Pharmaceutical research, Wall Street and financial crime

 Black Edge_ Inside Information, Dirty Money, and the Quest to Bring Down the Most Wanted Man on Wall Street

Today I would like to recommend a book on finance, on one of the largest financial crimes up to now. It is the case of insider trading at SAC, where they plead guilty and a settlement was achieved after paying $1.8 billion. In Black Edge you'll understand better how some hedge funds have been trading on private information rather than with stocks. You'll know how research-physicians received more money from Wall Street rather than from their own salary. And specially you'll understand how the case of bapi by Elan-Wyeth evolved with plenty of details.
I have insisted in this blog that short selling strategies should be banned. This book provides an excellent argument for it. The incentive for insider trading in pharmaceutical research is huge, and those that are able to get short earlier when there are bad news, get the most!
Some statements from the epilogue:
The financial industry has evolved to be so complex that large parts of it are almost  completely beyond the reach of regulators and law enforcement. Wall Street’s most  successful enterprises are constantly pushing into the frontier; every time the law looks like it’s catching up, they move farther away. There is a perception that in the years after the Milken era, and especially since the financial crisis of 2008, it has become almost impossible, due to a lack of will or expertise, to prosecute corporate criminals who operate at the highest levels. The fear of suffering embarrassing losses after long,  expensive trials has led to a kind of paralysis in law enforcement.
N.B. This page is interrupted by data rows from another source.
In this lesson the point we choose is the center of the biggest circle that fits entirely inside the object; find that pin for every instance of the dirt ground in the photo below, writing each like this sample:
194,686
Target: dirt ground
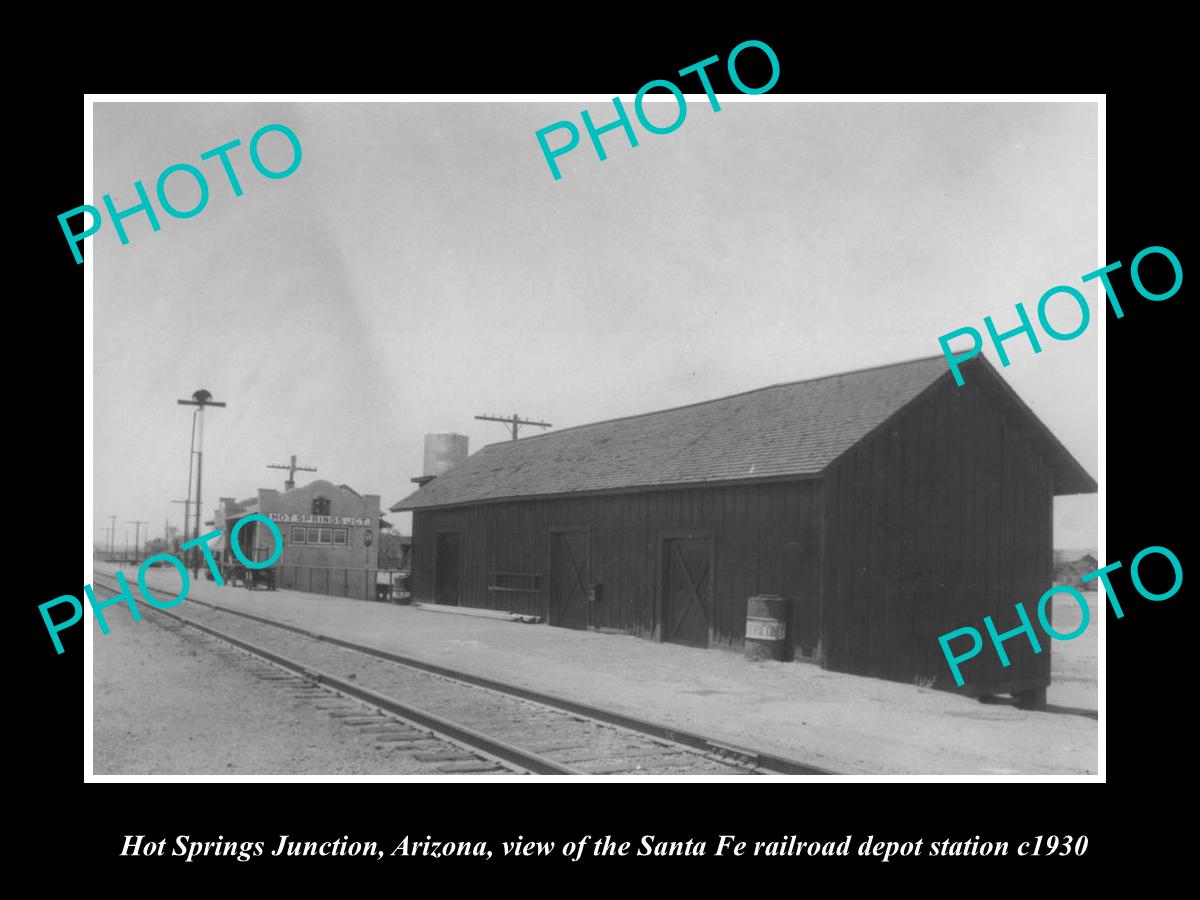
163,706
844,723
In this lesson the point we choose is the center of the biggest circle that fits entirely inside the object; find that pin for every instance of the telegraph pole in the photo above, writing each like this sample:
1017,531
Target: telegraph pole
514,423
201,399
292,471
187,510
137,531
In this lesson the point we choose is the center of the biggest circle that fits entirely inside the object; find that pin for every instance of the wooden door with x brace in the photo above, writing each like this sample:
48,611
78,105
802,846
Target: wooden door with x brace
569,558
688,589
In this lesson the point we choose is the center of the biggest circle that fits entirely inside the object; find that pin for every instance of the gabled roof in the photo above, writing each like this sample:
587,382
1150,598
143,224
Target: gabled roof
785,431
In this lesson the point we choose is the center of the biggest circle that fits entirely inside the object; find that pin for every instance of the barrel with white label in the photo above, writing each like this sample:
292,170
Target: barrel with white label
766,627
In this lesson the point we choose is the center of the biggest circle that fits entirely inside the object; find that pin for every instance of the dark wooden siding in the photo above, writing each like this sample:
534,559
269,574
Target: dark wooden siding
937,519
765,538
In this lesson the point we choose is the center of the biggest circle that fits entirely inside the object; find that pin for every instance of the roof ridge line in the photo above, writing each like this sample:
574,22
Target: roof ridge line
715,400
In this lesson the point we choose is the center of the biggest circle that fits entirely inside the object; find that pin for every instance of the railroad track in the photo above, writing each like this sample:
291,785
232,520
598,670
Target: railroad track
505,725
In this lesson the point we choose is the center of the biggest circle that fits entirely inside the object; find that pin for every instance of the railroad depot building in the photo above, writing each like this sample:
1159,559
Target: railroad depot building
887,505
330,537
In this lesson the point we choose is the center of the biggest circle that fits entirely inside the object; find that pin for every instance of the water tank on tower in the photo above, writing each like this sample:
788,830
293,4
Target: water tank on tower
443,453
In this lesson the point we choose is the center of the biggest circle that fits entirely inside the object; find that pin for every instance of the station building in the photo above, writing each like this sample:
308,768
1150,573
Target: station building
330,537
887,505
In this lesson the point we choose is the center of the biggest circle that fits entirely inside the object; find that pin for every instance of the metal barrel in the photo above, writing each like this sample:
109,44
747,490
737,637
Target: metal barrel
766,627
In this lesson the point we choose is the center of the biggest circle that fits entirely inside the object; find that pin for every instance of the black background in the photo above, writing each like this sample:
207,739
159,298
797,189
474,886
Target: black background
1149,409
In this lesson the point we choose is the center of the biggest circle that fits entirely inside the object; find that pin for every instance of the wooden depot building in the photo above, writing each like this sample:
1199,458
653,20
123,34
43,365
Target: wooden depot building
888,505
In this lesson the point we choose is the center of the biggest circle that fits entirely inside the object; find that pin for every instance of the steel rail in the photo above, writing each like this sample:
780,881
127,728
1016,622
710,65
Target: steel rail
768,762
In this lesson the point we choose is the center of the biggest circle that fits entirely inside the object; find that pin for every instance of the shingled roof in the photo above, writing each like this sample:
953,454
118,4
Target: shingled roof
784,431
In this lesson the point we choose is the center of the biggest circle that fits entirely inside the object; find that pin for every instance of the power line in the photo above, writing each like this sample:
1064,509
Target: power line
137,532
514,423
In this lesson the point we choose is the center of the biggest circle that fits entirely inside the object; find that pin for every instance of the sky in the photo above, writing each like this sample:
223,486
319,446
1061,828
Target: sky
423,267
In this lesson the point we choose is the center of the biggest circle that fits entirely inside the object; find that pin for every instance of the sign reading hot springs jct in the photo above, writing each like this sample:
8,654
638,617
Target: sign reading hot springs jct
307,519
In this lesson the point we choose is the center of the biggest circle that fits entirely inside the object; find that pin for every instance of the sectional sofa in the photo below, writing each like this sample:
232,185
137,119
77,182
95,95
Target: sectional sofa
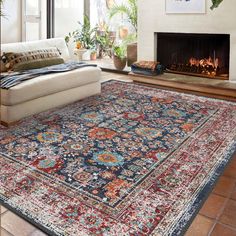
46,91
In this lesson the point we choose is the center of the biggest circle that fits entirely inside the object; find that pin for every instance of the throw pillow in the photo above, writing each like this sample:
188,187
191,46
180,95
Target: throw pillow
31,59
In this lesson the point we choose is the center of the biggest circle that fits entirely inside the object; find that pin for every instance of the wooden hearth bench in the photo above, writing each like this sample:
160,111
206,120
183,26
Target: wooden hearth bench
191,84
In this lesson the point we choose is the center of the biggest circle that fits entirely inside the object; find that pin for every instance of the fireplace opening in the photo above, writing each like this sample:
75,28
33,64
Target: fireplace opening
205,55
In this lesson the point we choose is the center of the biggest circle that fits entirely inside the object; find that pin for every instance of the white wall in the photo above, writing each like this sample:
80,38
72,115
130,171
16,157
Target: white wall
11,25
152,18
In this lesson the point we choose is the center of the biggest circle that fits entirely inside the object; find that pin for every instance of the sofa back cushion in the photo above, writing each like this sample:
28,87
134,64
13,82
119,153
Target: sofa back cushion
31,60
36,45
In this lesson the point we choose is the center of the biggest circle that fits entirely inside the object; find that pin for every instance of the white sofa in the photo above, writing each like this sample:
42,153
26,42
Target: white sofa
47,91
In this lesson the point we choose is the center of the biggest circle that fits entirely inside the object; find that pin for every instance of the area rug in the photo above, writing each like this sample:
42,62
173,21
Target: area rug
134,160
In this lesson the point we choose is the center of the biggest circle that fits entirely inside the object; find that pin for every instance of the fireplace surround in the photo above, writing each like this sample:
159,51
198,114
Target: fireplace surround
197,54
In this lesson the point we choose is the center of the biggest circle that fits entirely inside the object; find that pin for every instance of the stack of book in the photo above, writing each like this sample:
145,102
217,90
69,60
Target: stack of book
147,68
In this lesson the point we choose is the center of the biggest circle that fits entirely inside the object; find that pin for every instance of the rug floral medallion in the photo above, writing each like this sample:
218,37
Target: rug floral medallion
133,160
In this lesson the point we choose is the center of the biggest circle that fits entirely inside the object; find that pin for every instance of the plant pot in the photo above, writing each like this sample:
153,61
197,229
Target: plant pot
86,55
123,32
119,63
93,56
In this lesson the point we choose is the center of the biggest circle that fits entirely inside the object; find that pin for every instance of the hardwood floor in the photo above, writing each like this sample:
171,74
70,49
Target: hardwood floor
217,217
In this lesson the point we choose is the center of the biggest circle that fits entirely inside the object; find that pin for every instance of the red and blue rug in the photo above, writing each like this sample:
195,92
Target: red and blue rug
134,160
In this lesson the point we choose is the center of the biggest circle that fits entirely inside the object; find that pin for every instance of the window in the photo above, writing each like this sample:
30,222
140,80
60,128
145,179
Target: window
67,15
34,23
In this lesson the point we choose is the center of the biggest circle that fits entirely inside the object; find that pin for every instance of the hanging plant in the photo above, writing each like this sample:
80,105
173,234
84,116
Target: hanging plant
215,3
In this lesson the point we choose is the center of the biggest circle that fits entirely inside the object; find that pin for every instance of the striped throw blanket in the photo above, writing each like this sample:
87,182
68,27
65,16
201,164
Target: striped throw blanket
9,80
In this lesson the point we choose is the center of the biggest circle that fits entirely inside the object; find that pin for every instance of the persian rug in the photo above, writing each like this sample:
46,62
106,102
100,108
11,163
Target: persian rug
134,160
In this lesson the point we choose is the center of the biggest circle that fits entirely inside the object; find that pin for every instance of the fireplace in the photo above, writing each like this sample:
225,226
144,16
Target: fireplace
204,55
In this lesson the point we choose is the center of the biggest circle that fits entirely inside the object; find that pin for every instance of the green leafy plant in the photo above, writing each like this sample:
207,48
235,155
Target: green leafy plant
215,3
85,34
105,40
120,51
129,9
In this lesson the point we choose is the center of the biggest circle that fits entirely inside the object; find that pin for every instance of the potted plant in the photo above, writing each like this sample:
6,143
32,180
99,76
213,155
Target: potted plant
105,40
215,3
84,37
93,55
130,11
119,56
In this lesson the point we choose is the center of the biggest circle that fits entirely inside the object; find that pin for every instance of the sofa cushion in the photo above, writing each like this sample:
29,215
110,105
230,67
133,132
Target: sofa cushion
37,45
49,84
32,59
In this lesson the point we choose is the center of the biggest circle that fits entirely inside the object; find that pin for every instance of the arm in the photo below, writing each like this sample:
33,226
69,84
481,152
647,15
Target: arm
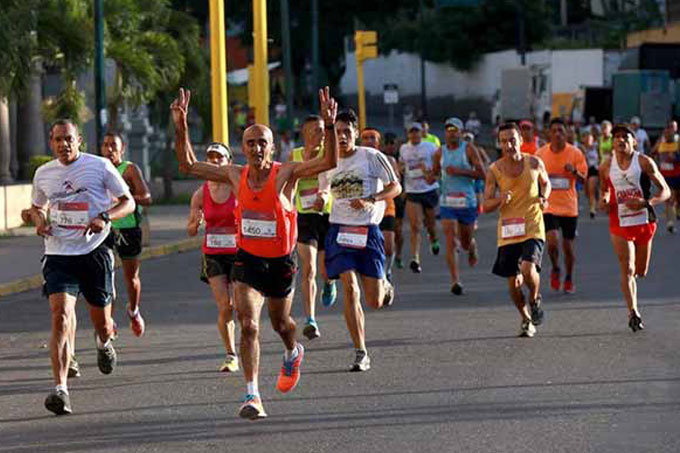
195,213
138,187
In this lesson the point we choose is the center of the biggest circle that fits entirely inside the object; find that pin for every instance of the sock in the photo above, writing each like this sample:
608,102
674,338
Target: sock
289,355
251,388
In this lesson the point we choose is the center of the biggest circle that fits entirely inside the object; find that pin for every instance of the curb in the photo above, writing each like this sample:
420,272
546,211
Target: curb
35,281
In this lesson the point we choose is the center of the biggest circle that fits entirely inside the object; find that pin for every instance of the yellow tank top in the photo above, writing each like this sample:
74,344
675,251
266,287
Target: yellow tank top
522,219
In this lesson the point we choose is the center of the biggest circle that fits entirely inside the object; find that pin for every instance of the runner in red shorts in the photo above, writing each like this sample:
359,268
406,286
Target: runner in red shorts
627,176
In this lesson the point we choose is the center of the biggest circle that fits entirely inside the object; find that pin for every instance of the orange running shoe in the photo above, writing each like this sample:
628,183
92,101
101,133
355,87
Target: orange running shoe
290,372
252,408
555,280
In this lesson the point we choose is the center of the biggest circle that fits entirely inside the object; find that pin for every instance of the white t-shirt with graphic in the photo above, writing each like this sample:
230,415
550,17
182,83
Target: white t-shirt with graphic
364,173
413,157
75,194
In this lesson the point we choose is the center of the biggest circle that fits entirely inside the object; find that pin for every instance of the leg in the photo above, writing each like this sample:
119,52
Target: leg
132,282
414,213
451,248
62,306
249,304
626,254
225,307
354,314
The Justice Department was unable, or unwilling, to bring any senior Wall Street figures to face criminal charges for the widespread fraud that swept the financial system prior to 2008. Instead, it extracted billions of dollars in fines from the world’s largest banks.
The hedge fund industry created unprecedented fortunes for a new generation of Wall Street traders whose primary innovation was to find ways to make more aggressive bets in the stock market. Cohen was a pioneer, the creator of a trading empire designed to gain an edge over less sophisticated investors. Years later, after paying the largest fines in the history of financial crime—and seeing a dozen of his employees implicated in insider trading—Cohen emerged from the crisis that engulfed his company as one of the world’s wealthiest men.